It's the latest blow to the man once lauded as “America’s mayor." His advocacy of Trump’s false election claims has also led to criminal charges. He's also facing financial ruin after a jury last year awarded $148 million in damages to two former Georgia election workers who sued him for defamation over lies he spread about them in 2020.

Giuliani was one of the most vocal defenders of Trump in 2020, pushing unsubstantiated claims of large-scale voter fraud in the election the Republican lost to President Joe Biden.

Giuliani previously had his law license suspended in Washington. A review panel last year recommended that he be disbarred over claims in a Pennsylvania lawsuit seeking to overturn Trump's loss there.

Giuliani “claimed massive election fraud but had no evidence,” the panel wrote.

The former Georgia election workers — Wandrea “Shaye” Moss and her mother, Ruby Freeman, asked a court last month to force Giuliani to turn over his New York apartment, any remaining cash and some of his prized New York Yankees memorabilia, including three World Series rings and a signed shirt of player Joe DiMaggio.

Freeman and Moss also staked a claim to the estimated $2 million Giuliani previously said Donald Trump’s 2020 presidential campaign owes him. They also sought to take control of another Giuliani property — his Palm Beach, Florida condominium — through another legal mechanism known as receivership.

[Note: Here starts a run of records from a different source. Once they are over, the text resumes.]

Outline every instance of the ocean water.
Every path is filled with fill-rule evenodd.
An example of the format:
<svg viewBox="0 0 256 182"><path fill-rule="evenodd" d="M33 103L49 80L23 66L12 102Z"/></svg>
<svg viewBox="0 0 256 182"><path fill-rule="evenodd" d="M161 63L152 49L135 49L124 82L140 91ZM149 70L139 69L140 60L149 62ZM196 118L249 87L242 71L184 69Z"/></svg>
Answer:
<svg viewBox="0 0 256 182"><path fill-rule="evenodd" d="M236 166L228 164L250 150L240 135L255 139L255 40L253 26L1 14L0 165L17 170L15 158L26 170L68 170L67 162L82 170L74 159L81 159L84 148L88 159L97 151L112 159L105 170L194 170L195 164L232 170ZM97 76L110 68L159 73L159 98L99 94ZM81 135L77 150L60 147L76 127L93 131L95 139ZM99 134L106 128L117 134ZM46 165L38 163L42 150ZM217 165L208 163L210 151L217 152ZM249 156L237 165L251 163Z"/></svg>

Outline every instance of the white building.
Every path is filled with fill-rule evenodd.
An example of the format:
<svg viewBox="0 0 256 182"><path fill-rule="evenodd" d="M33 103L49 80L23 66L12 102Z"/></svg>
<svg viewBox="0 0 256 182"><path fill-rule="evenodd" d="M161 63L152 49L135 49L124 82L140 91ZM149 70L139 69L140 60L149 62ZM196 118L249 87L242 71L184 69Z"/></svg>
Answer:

Giuliani filed for bankruptcy shortly after the defamation verdict in December. But a judge in July threw out his case, citing failures to comply with court orders, failure to disclose sources of income and his apparent unwillingness to hire an accountant to go over his books.

Giuliani has pleaded not guilty to nine felony charges in the Arizona case alleging he spread false claims of election fraud there after the 2020 election. He's separately charged in Georgia along with Trump and other allies of the former president accused of trying to overturn his 2020 election loss in the state.